Samuel Johnson, Notes on King Lear
Johnson and Coleridge are reading themselves in reading the play, and in reading themselves, they give us a new portal into the experience and understanding of the play--a kind of reading that does not come by remaining an outsider to the experience, and writing and reflection that is filled and empowered by an engagement which cannot be dissected into categories of "emotion" and "reason" anymore than you can find such distinctions in a poem or play that succeeds on an aesthetic level. We can get away with pretending we are brains in a bottle when investigating the stars (though I see no evidence of that when I read scientists of the highest order... say, like those who post on Cosmic Variance--and can't imagine Sean Carroll making such a claim), but even so, there is a difference when we are thinking about the aesthetics of a text. Treated as an object (as "devices" we can dissect as artifact: of culture, repository of history) --the aesthetic engagement is erased. It cannot endure the unengaged glance. To think and write about the aesthetics of a literary work, you must be engaged in the aesthetic experience: thinking with the body and feeling with the mind. The best critical writing is fully synesthetic--engaging all the senses interchangeably, mind and body as one.

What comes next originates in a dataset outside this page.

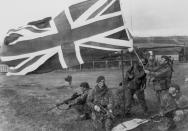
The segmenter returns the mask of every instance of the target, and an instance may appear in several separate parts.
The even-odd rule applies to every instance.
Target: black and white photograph
[[[0,131],[188,131],[187,0],[0,0]]]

I've said enough for one post. I thought I might go on to defend The Rake, and comment on what I think he's reacting to in Woods, but that would take a extended post in itself. I can suggest that it is Woods exclusionary approach, his disengagement from the works he comments on, his reduction of what he reads to objects for dissection with no evidence of engagement, that closes the door to any possibility of dialogue... he neither treats the text as pure artifact, nor permits mutual engagement, rather, he insists on speaking from a ground that exists only apart from mutual engagement/ The Rake addresses that... and you have a problem with his engagement... a problem, you have yet to address.